Evliyanın en büyüklerinden Muhammed Masum Faruki “kuddise sirruh” hazretlerine, bir gün sevdiklerinden biri gelerek;
- Efendim, insanlar arasından ayrılmak, uzlet etmek istiyorum. Ne buyurursunuz? diye sordu.
Cevabında;
- Uzlet yapınız, ama bir şartla, buyurdu.
- O şart nedir efendim?
- Uzlet yaparken Müslümanların haklarını da gözetmelisin. Çünkü Müslümanın, Müslüman üzerinde beş hakkı vardır.
Adam merak etti:
- O haklar nedir ki efendim?
- Selamına cevap vermek, hastalığında dolaşmak, cenazesinde bulunmak, davetine gitmek ve aksırdığı zaman Elhamdülillah deyince, Yerhamükallah demektir. Bu hakları yerine getirmek kaydıyla uzlet edebilirsiniz.
Peygamberler olmasaydı
Bir gün de sohbetinde;
- Kardeşlerim, Allahü teâlâ, kullarına acıdığı için, Peygamberler göndermiştir, buyurdu. Eğer bu büyük insanlar gönderilmeseydi, Onu ve sıfatlarını biz kullara kim bildirir, beğendiği ve beğenmediği şeyleri kim ayırabilirdi?
Sordular:
- Akıl ayıramaz mıydı efendim?
- İnsan aklı, noksan olduğu için, o büyüklerin davet nuru ile aydınlanmadıkça bunları bilemez ve ayıramazdı. O büyüklerin izinde gitmedikçe, bunları anlamakta şaşırır ve aldanırdı.
- Akıl, doğruyu yanlıştan ayıran bir alet değil midir efendim?

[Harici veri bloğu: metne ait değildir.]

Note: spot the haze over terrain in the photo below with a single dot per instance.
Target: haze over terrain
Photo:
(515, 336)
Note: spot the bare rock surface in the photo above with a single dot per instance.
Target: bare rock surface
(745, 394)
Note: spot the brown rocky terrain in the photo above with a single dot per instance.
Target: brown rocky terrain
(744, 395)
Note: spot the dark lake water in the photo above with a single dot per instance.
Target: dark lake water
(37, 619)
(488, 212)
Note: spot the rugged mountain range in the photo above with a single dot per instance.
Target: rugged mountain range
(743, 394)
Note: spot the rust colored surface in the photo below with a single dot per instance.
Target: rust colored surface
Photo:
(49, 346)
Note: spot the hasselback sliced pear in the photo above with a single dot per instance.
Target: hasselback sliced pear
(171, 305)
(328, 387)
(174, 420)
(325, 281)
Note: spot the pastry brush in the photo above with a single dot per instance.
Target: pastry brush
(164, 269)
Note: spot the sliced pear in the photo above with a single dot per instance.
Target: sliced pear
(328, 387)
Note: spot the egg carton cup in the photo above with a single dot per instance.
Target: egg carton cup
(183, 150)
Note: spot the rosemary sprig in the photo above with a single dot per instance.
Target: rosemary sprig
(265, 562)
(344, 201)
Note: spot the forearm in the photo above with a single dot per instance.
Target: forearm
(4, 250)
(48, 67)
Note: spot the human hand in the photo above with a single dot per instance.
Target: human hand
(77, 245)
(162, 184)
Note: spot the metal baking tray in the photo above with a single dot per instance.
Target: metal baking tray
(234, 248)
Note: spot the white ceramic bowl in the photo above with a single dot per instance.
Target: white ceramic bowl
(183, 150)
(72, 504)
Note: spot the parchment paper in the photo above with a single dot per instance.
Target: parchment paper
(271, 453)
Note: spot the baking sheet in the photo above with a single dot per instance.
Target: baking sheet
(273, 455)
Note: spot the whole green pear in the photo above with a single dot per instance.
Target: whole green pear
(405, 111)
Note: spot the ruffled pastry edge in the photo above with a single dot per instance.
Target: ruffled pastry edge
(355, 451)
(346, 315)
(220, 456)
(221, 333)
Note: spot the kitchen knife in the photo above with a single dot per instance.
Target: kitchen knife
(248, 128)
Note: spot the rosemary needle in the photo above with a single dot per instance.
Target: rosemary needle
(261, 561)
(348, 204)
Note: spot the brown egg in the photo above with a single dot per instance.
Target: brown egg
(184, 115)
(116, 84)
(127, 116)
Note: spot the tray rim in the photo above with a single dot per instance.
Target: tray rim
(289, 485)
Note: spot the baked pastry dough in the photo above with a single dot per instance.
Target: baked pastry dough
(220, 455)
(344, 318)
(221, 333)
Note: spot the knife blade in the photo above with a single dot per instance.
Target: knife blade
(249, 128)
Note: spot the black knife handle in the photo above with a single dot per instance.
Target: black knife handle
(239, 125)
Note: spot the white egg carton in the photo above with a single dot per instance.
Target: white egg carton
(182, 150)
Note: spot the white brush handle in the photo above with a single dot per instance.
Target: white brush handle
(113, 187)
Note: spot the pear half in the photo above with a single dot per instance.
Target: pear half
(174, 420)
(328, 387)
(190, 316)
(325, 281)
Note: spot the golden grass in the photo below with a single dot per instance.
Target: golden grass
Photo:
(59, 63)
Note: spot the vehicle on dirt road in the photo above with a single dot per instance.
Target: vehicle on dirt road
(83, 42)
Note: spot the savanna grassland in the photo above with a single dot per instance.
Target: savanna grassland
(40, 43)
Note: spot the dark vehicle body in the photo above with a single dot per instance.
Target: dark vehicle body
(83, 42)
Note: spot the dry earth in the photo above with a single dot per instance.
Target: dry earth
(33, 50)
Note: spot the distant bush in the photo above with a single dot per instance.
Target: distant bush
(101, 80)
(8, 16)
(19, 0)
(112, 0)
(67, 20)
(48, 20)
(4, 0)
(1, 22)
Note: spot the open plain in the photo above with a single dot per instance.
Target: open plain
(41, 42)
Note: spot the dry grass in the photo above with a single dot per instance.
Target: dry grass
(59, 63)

- Evet öyledir. Ama tam olmayan bir alettir. O büyüklerin daveti ile, haber vermeleri ile tamam olmaktadır. Ahiretin azabı, sevabı da, bu davet ve haberden sonra olur.
Ve daha izah etti:
- Akıl göz gibi, İslamiyet ise ışık gibidir. Yani, insanın aklı, gözü gibi zayıf yaratılmıştır. Gözümüz karanlıkta görebiliyor mu?
- Göremiyor efendim.
- İşte aklımız da, İslamiyet ışığı olmadan doğruyu göremiyor.